Bagi yang atheis? Tak masalah buat saya, selama orang itu bisa berlaku jujur, tidak merugikan /mengganggu orang lain, syukur-syukur apa yang dilakukannya itu memberi manfaat bagi orang lain. Pinjam kata-katanya Mao Zedong, “Tak masalah kucing itu mau warna hitam atau putih, yang penting kucing itu bisa nangkap tikus.)
Saya tetap hargai dan hormati pilihan orang untuk menjadi atheis. Orang atheis ada karena Tuhan merestui. Kal;au Tuhan tidak merestui, pasti orang atheis tidak ada di muka bumi. Saya menghargai kehendak/keputusan Tuhan karena itu saya juga menghargai dan menghormati pula keputusan orang untuk menjadi atheis. Kalau Tuhan saja tidak mempermasalahkan, ngapain kita harus meributkan?. Sementara yang saya tahu, kebanyakan dari mereka yang mengaku atheis itu, paling banyak bertanya, berdialog dan gigih dalam mencari kesejatian Tuhan. Itu khan tipikal orang theis sejati?. Sejatinya spiritualitas/keimanan itu memang tidak dogmatis, tapi pencarian yang terus menerus. Tidak bisa instan, tapi butuh proses. Bukan pengetahuan tekstual, tapi pergulatan/persentuhan langsung dengan kenyataaan.

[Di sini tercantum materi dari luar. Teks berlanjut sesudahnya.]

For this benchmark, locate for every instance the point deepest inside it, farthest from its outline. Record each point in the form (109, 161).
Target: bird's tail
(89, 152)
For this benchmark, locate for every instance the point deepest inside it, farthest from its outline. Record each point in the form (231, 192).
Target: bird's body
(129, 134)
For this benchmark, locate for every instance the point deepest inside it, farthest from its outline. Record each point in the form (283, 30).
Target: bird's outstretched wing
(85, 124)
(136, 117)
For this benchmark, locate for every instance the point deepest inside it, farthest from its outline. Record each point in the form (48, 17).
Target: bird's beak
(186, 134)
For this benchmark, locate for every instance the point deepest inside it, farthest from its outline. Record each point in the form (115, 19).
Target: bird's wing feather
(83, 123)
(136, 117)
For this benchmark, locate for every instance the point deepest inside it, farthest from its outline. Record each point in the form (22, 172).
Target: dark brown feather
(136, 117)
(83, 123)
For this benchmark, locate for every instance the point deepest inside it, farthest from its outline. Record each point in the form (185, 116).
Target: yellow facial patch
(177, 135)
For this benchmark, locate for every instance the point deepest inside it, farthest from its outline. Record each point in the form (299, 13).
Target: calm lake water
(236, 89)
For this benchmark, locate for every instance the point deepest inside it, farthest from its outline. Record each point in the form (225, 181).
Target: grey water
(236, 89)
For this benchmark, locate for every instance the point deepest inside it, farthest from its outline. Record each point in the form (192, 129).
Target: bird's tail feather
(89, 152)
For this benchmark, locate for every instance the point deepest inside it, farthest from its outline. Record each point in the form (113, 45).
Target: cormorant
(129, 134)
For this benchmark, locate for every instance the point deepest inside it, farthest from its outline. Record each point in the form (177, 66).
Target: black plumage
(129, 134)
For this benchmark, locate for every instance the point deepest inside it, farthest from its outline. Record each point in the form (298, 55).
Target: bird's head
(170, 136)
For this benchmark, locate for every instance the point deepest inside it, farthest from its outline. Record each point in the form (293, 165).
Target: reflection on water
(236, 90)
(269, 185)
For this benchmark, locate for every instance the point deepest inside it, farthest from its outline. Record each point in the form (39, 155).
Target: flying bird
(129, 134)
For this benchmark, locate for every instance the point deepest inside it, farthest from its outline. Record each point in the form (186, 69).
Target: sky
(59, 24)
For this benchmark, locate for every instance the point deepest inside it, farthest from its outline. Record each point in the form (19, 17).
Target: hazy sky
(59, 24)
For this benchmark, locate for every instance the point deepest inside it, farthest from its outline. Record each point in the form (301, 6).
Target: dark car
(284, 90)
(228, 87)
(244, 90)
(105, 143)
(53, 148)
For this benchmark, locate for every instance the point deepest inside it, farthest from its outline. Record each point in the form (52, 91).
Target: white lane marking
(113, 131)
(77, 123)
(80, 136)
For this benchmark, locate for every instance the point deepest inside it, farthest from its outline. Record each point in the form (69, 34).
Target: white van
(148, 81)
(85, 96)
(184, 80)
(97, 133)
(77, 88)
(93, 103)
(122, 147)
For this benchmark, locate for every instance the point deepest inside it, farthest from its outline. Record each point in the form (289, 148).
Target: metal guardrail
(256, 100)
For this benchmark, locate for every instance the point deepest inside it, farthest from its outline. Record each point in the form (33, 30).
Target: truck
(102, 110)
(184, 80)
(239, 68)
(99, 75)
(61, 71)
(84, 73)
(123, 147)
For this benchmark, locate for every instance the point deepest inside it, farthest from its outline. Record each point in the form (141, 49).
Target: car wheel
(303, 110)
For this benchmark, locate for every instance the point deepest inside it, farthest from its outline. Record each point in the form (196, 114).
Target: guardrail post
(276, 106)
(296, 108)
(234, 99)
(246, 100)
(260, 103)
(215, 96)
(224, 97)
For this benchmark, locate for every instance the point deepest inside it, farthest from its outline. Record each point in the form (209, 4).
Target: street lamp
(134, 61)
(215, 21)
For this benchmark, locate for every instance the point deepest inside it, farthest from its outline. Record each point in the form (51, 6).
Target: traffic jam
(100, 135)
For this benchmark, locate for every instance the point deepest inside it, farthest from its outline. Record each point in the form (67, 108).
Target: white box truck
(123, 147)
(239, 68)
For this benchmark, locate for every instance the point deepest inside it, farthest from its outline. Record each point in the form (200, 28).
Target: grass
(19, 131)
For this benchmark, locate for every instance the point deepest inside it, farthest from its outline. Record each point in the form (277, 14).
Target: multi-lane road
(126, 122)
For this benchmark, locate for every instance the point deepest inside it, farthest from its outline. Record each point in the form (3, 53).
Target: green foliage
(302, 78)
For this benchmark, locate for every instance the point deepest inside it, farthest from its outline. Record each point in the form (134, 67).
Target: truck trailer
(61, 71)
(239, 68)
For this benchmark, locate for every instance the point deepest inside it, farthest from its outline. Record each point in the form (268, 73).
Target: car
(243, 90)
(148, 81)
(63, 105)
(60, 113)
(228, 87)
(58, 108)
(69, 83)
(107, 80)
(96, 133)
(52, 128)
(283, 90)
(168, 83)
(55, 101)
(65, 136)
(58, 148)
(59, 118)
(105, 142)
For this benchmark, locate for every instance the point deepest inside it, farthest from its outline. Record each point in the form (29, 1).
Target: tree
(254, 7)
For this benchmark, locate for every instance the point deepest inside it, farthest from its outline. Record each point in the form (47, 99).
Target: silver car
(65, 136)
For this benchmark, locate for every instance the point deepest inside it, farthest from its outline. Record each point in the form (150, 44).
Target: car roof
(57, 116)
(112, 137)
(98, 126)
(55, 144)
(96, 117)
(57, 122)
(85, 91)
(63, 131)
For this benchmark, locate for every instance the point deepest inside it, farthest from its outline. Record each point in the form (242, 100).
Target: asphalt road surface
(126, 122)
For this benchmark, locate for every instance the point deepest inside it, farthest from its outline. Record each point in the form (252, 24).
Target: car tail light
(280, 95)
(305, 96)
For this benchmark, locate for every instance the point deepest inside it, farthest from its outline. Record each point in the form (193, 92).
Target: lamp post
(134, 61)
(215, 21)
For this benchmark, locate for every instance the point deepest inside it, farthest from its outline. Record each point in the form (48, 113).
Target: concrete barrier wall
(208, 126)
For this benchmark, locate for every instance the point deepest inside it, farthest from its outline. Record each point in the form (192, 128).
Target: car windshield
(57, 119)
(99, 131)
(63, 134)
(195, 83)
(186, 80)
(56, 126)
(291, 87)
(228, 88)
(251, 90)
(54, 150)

Kenyataan memang sringkali bisa menghanguskan harga diri. Karena itu hanya orang-orang yang telah matang spiritualnya, dewasa pemikirannya, yang bisa menerima kenyataan dengan lapang dada.
Jadi pada mereka yang mengaku atheis sekalipun, sebenarnya kita tidak bisa melabeli sebagai orang kafir. Kafir itu ada di hati dan pikiran. Bagaimana mungkin kita bisa mengadili hati dan pikiran orang lain?. Kita baru bisa mengadili, ketika kafir itu menjadi kata kerja. Contohnya, sekalipun anda itu tokoh agama, tapi kalau anda itu korupsi/maling/rampok, itu kelakuan orang kafir. Sekalipun mulut anda fasih mengutip ayat-ayat suci, tapi anda suka mengintimidasi, meneror bahkan membunuh , itu juga kerjaan orang kafir. Sekalipun anda wakil rakyat yang katanya terhormat, tapi ketika bersidang yang dibiyayai oleh uang rakyat dan seharusnya mikirin soal rakyat, tapi di ruang sidang ternyata anda hanya asik nonton bokep, itu juga kerjaan orang kafir.
Jadi buat saya tidak masalah kalau Cuma dituduh kafir. Yang penting esensinya saya tidak melakukan pekerjaan yang mengganggu/merugikan orang lain (kafir dalam kata kerja).